Self sacrifice, a willingness to put yourself in any harm’s way for the sake of the defenseless no matter the risk. Courage to work harder than any but act like he had not a care in the world. Jordan’s act was a sham and a bad one at that from where Kano was standing. He grabbed Manilow’s shoulder and heaved the gym teacher onto his back, offering his free hand down. “Do you trust that I want what’s right? That I want what is best?”

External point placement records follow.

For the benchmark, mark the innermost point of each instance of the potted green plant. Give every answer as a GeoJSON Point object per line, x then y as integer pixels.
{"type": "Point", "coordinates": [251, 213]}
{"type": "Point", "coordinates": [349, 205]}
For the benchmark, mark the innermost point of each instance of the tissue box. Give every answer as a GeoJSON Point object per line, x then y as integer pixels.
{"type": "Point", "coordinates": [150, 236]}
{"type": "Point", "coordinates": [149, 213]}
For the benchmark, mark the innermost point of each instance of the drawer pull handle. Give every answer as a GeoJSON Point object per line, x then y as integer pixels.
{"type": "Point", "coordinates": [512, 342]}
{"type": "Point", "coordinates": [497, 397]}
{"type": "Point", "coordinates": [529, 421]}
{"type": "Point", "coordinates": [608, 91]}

“I’d put my trust in that against my life, Kano.” Jordan spluttered. “The real problem is that I’m worried that in the process of trying to do what is right and what is best, you’ll lose sight of the very thing. Especially considering your…” Jordan didn’t finish the sentence, instead deciding to grab Kano’s hand and pull himself to his feet. When he did so however, he did not let go, rather Jordan twisted Kano’s hand up out of the Headmaster’s sleeve and drew back the fabric. He bowed his head low and inspected the corruption therein.
Jordan’s glare shot up to blaze in Kano’s face, and he jabbed his finger at the Headmaster’s hand. “This, is all that self-sacrifice has given you. This is all that saddling the burdens of the world on your own shoulders has gotten you. I think you refuse to tell the other Primals of your monthly amputations because you’re ashamed of it, or otherwise affected by it. The most human parts of you that remain Kano, are your fear, your doubt, and your sadness. I see it in you every day.” Jordan pulled himself up close to the Headmaster, so that their faces were mere inches apart, and he could see the truly strange and unnerving face that lay beneath that hood. Jordan smiled fiercely in an expression of defiance.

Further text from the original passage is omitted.